“Unlearning the Myths That Bind Us” by Linda Christensen
In Christensen’s article “Unlearning the Myths That Bind Us,” she argues that our society, especially the young, are persuaded and culturally corrupted by the media’s representation of specific stereotypes.
Christensen makes a strong point that the media gives a “secret education” to our children. This education of stereotyping and the delivery of unhealthy messages that the media is permeating into young minds starts very early and confirms the ‘myth” about people who are “different. ” As much as we, as society, want to ignore this truth , and “stay ignorant about them and happy” we must understand that the role of women, men, people of color, and heavy people are blatantly being negatively depicted in all forms of the media. Shockingly, even in the innocent venue of the cartoons our young kids watch. Cartoons like Daffy Duck, who portray women as sexy, voluptuous characters to “look” at, and in Popeye in which Christiansen recalls an episode that depicts Popeye dragging Olive Oyl through the desert by a dog collar.
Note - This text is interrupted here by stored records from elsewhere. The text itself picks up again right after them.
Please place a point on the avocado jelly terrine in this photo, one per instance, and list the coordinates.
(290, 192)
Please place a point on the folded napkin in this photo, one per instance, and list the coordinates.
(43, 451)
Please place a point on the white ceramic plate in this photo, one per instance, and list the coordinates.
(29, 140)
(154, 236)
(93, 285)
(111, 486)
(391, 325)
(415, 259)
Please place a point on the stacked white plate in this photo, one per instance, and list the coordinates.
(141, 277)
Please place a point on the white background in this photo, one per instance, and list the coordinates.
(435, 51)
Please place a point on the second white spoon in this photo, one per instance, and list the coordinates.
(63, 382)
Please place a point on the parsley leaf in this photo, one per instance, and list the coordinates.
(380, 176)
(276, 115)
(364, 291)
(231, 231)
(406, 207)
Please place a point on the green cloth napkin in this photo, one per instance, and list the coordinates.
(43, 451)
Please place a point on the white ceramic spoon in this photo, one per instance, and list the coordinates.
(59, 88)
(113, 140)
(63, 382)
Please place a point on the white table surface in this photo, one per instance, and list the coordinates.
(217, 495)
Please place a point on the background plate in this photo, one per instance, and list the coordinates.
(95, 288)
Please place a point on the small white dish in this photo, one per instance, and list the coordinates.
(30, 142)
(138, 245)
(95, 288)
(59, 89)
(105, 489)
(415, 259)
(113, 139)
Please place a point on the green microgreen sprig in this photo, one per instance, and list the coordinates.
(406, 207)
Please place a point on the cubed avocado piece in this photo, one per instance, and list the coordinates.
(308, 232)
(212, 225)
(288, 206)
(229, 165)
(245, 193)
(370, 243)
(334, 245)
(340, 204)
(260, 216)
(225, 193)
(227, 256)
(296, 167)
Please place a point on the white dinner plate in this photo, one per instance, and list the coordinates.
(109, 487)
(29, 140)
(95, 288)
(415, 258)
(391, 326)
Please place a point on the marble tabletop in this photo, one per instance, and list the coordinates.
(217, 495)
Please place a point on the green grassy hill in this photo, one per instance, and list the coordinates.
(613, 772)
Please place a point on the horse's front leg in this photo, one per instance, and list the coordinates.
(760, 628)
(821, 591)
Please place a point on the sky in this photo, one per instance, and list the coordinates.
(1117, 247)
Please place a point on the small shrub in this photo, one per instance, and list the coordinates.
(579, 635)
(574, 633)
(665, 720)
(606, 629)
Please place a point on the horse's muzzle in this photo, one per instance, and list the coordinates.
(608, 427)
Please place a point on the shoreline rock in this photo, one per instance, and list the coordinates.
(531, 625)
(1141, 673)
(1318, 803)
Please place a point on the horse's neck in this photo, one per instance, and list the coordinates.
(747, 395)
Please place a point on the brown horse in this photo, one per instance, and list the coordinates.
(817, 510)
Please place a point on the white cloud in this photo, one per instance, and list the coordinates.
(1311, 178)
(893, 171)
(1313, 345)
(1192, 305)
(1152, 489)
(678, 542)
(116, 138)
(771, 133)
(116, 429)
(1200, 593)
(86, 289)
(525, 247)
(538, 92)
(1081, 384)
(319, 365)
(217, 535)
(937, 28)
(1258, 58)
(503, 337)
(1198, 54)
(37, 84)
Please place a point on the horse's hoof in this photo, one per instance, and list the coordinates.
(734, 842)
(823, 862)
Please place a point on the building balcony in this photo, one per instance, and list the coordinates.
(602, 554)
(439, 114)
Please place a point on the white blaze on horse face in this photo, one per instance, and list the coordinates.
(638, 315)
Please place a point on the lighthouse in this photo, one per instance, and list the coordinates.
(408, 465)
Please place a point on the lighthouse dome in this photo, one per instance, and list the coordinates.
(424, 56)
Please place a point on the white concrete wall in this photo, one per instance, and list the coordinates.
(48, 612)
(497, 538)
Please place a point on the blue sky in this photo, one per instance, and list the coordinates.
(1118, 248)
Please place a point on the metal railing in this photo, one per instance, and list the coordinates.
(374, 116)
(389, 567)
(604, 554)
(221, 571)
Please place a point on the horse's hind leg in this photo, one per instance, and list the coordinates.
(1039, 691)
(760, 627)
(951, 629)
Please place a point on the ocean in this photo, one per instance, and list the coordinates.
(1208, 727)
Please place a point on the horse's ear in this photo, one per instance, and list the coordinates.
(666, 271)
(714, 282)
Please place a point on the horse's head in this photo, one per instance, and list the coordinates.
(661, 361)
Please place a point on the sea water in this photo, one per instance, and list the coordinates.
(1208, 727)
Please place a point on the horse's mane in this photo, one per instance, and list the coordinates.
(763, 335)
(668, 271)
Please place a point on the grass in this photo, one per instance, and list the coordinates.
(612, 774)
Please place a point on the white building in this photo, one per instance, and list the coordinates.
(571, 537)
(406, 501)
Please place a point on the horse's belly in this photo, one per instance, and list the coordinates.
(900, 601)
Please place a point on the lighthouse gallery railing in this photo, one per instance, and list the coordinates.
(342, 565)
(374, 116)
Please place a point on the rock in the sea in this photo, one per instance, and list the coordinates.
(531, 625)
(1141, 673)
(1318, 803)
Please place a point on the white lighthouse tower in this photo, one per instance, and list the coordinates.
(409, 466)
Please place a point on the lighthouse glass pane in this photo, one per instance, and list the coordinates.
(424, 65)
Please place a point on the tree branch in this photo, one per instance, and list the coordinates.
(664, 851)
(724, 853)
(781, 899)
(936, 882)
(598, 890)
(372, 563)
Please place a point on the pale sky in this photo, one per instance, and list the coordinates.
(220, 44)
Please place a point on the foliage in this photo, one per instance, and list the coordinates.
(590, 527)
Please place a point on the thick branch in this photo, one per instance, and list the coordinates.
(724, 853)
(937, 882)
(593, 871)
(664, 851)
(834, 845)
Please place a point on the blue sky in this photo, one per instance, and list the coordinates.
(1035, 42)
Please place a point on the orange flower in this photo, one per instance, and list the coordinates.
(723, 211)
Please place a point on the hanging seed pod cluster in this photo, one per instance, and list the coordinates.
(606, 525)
She argues that this representation disrespects women and encourages racism. Other venues include Disney movies that are notorious for portraying white America as the heroes and heroines. Her articles also discusses that young people, especially young girls, are given a distorted view of reality as a result of the media’s influence. This leads to unhealthy messages and prejudice views and conceptions. Two specific distorted myths: “Happiness means getting a man, and transformation from wretched condition can be achieved through consumption, in their case, through new closes and new hairstyle.” These myths add to the unrealistic idea of happiness.Discussion Point: In what ways is parental influence to blame for the "Myths that Bind Us."